Il considère que les relations entre les domaines matériels (A) des sciences ou objets des différentes sciences présentent une structure circulaire. Cette circularité tient à l'interaction dialectique du sujet et de l'objet initialement indissociables. D'une part, en effet, le sujet ne connaît l'objet (y compris les autres sujets en tant qu’êtres extérieurs à lui) que par l'intermédiaire des actions qu'il exerce sur lui et il ne se connaît lui-même qu'en fonction des résultats de son action sur les objets et des résistances que ceux-ci lui opposent. Aussi, est-ce par l'intermédiaire d'une connaissance toujours plus approfondie de l'objet que le sujet améliore ses propres instruments de connaissance. Et réciproquement, c'est grâce à l'élaboration de ses nouveaux instruments de connaissance qu'il améliore sa connaissance des objets.
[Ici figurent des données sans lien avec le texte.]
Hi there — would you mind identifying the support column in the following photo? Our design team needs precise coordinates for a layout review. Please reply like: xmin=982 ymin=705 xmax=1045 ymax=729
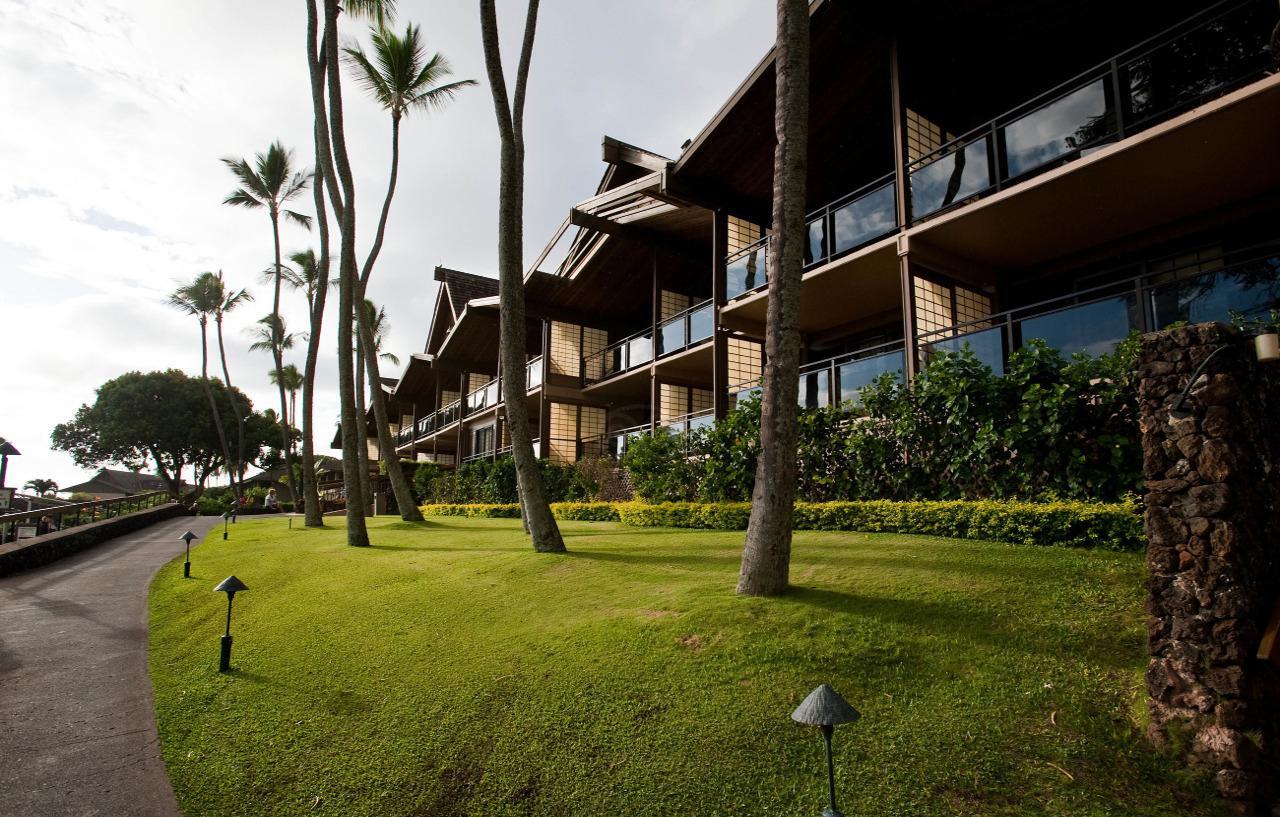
xmin=712 ymin=210 xmax=728 ymax=420
xmin=1138 ymin=324 xmax=1280 ymax=814
xmin=897 ymin=236 xmax=920 ymax=383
D'autre part, si le progrès des connaissances conduit à une modification importante de la relation sujet/objet, le contact entre eux ne se perd jamais puisqu'il est assuré dès le départ, à l'intérieur même du sujet, par sa structure physiologique qui fait partie de la réalité physique, tout en étant à la source des coordinations opératoires propres au sujet qui connaît. En d'autres termes, sujet et objet sont indissociables dans la mesure même où le sujet connaissant est aussi objet à connaître. Or ce sujet «objet à connaître» est précisément ce qu'étudie la biologie. C'est pourquoi elle représente, dans la perspective piagétienne, une science charnière reliant le sujet à l'objet, la réalité psychologique à la réalité matérielle ou physique. En effet, l'adaptation cognitive, caractérisant les interactions du sujet qui connaît avec la réalité à connaître, ne fait que prolonger l'adaptation biologique et par conséquent les interactions physico-chimiques entre l'organisme et le milieu physique. De sorte qu'entre les coordinations nerveuses, les coordinations sensori-motrices puis les coordinations opératoires, sources des formes de déduction les plus élaborées, il n'y a pas rupture mais continuité. Les processus mentaux engendrant les «êtres logico-mathématiques» sont eux-mêmes liés aux processus physiologiques caractérisant l'organisation vitale, par l'intermédiaire des conduites sensori-motrices qui dépendent de cette organisation, tout en constituant à leur tour le point de départ des processus mentaux.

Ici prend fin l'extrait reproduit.